The exhibit will be on display through July 15 at Newark ArtSpace.
A statewide coalition of doulas, community leaders, healthcare providers, artists, and advocates has created The Courage in Care: Community Doulas and the Joyful Revolution of Birth, a first-of-its-kind immersive exhibit that uses photojournalism, audio storytelling, and multisensory environments to celebrate the work of New Jersey's community doulas.
While New Jersey has made progress toward becoming the safest and most equitable state in which to have and raise a baby, not all communities have benefited equally. Black women are nearly seven times more likely to die from pregnancy-related complications than white women, and Black infants are more than three times as likely to die before their first birthday.
Community doulas—trusted, culturally rooted birth workers—help reduce these inequities in health outcomes for babies and their families by providing essential physical, emotional, and informational support during pregnancy, birth, and the postpartum months. Their presence leads to healthier parents and babies, especially in communities historically impacted by systemic inequities.
The exhibit will be on display through July 15 at Newark ArtSpace at Vermella Broad Street, 355 Broad Street, Newark. The exhibit formally opened on April 29 with a reception, poetry reading, and panel discussion.
The Courage in Care is more than an exhibit—it's a love letter to the doulas, birthing parents, and communities reshaping what it means to give and receive dignified, culturally grounded care.
The exhibit was developed under the guidance and leadership of an advisory council of community doulas and maternal health advocates from across New Jersey. With support from social justice strategy consultants Narrative Initiative and In Good Company, a community design workshop, these birth workers shaped the stories, themes, and vision that bring The Courage in Care to life.
NJPAC's Arts & Well-Being Department, which harnesses the power of the arts to advance positive health outcomes, is producing events associated with the exhibit.
“Community doulas show up with presence, trust, and compassion—often when the system does not. The Courage in Care uplifts their voices and calls on all of us to build a maternal health system rooted in dignity, respect, and high-quality care,” says Atiya Weiss, Executive Director of the Burke Foundation.
“Raising awareness of a doula's invaluable impact on maternal health outcomes is a critically important aspect of pushing birth justice forward,” says Dr. Sherri-Ann Butterfield, Senior Vice President of Social Impact at NJPAC.
Supported by the Burke Foundation, Ascend at the Aspen Institute, MERCK for Mothers, Community Health Acceleration Partnership, Turrell Fund, The MCJ Amelior Foundation, Robert Wood Johnson Foundation, and Bristol Myers Squibb, The Courage in Care reflects a larger, nationwide trend toward reimagining maternal health.
The exhibit illustrates the ways doulas can help reduce maternal and infant health disparities in communities of color. Doulas provide essential support to birthing families throughout pregnancy, during childbirth in both healthcare settings and homes, and throughout the postpartum period. Their services also reduce healthcare costs by minimizing the need for medical interventions in deliveries.
This exhibit—which includes photos of New Jersey families with their community doulas as well as displays that mirror real-life settings such as a family's living room and a doula's working desk—aims to raise awareness of the assistance doulas can offer birthing families, to promote policy reforms that increase doula compensation and make their work more sustainable, and to make doula care more widely available. The installation includes imagery of doula support for birthing families and an area for processing grief and loss. The Courage in Care exhibit also offers practical information for families on such topics as how to have doula support covered by health insurers.
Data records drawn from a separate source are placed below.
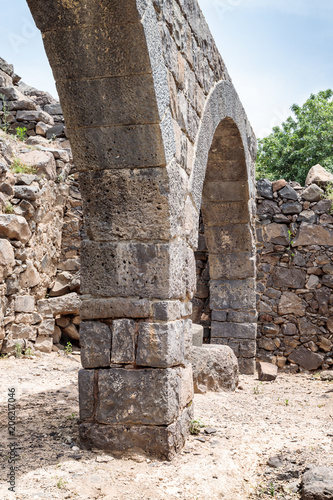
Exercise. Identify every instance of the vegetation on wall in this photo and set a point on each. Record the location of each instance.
(302, 141)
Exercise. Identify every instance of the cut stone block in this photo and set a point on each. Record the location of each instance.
(234, 330)
(161, 345)
(95, 340)
(117, 307)
(132, 269)
(123, 341)
(156, 441)
(233, 294)
(231, 266)
(229, 238)
(144, 396)
(197, 335)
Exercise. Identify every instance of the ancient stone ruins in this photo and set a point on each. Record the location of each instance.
(158, 156)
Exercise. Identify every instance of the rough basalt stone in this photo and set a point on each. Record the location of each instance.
(162, 442)
(161, 345)
(215, 368)
(124, 334)
(95, 341)
(141, 396)
(266, 371)
(14, 227)
(114, 307)
(306, 359)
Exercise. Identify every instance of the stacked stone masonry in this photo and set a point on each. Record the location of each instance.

In New Jersey and nationally, Black and Brown families suffer much higher rates of maternal and infant mortality and preventable birth complications than their white counterparts, and doulas play an important role in reversing those trends. Parents who experience doula-assisted births are two times less likely to experience a birth complication and four times less likely to have low-birth-weight babies. Those assisted by doulas are more likely to initiate breastfeeding and are more likely to be satisfied with the care they receive, according to research done by the Commonwealth Fund, a health equity research organization.
“I'm still hearing: ‘I need you to be there because I don't want to die.' That level of anxiety, despair, and fear when it comes to birthing in New Jersey still exists,” says Dr. Michelle Gabriel-Caldwell of Baby, Please! Birth Services, a veteran West Orange doula and birth educator, who participated in a panel discussion marking the exhibit's opening celebration.
“The work doulas do speaks to the very essence of what it means to be human,” says Rinku Sen, Executive Director, Narrative Initiative, who helped shape the vision of The Courage in Care exhibit. “The essence of being human, to my mind, is to love and care for yourself, for the people around you and for the systems that keep us going.”